Research Article | Open Access
Peng Zhou, Ruihui Weng, Zhaoyu Chen, Rui Wang, Jing Zou, Xu Liu, Jinchi Liao, Yanping Wang, Ying Xia, Qing Wang, "TLR4 Signaling in MPP+-Induced Activation of BV-2 Cells", Neural Plasticity, vol. 2016, Article ID 5076740, 9 pages, 2016. https://doi.org/10.1155/2016/5076740
TLR4 Signaling in MPP+-Induced Activation of BV-2 Cells
Aims. This work was conducted to establish an in vitro Parkinson’s disease (PD) model by exposing BV-2 cells to 1-methyl-4-phenylpyridinium (MPP+) and exploring the roles of TLR2/TLR4/TLR9 in inflammatory responses to MPP+. Methods/Results. MTT assay showed that cell viability of BV-2 cells was 84.78 ± 0.86% and 81.18 ± 0.99% of the control after incubation with 0.1 mM MPP+ for 12 hours and 24 hours, respectively. Viability was not significantly different from the control group. With immunofluorescence technique, we found that MPP+ incubation at 0.1 mM for 12 hours was the best condition to activate BV-2 cells. In this condition, the levels of TNF-α, IL-1β, and iNOS protein were statistically increased compared to the control according to ELISA tests. Real time RT-PCR and western blot measurements showed that TLR4 was statistically increased after 0.1 mM MPP+ incubation for 12 hours. Furthermore, after siRNA interference of TLR4 mRNA, NF-κB activation and the levels of TNF-α, IL-1β, and iNOS were all statistically decreased in this cell model. Conclusion. MPP+ incubation at the concentration of 0.1 mM for 12 hours is the best condition to activate BV-2 cells for mimicking PD inflammation in BV-2 cells. TLR4 signalling plays a critical role in the activation of BV-2 cells and the induction of inflammation in this cell model.

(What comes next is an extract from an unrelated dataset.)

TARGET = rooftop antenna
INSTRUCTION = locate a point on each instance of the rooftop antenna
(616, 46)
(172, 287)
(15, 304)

Parkinson’s disease (PD) is characterized by the loss of dopaminergic neurons in the substantia nigra (SN) and is the most common age-related neurodegenerative disease. Affecting roughly 2% of elderly people (≥65 years old), PD includes symptoms such as muscle rigidity, bradykinesia, and disabling motor abnormalities such as tremors and postural instability [1–3]. Although PD has been heavily researched over the last two decades, the precise etiology of the disease is still unknown. However, research in recent years has provided substantial evidence supporting the hypothesis that oxidative stress and inflammation both likely play a major role in disease pathogenesis . Since then, there have been numerous reports that suggest that neuroinflammatory processes play a critical role in PD pathogenesis. In addition to the presence of activated microglia, increased levels of proinflammatory cytokines including TNF-α and IL-1β and enzymes associated with inflammation such as inducible nitric oxide synthase (iNOS) have been observed in the Parkinsonian brain . In fact, cytokines released by microglia contribute to the elimination of pathogens and also act as second messengers that activate NF-κB signaling, which results in further expression of proinflammatory cytokines .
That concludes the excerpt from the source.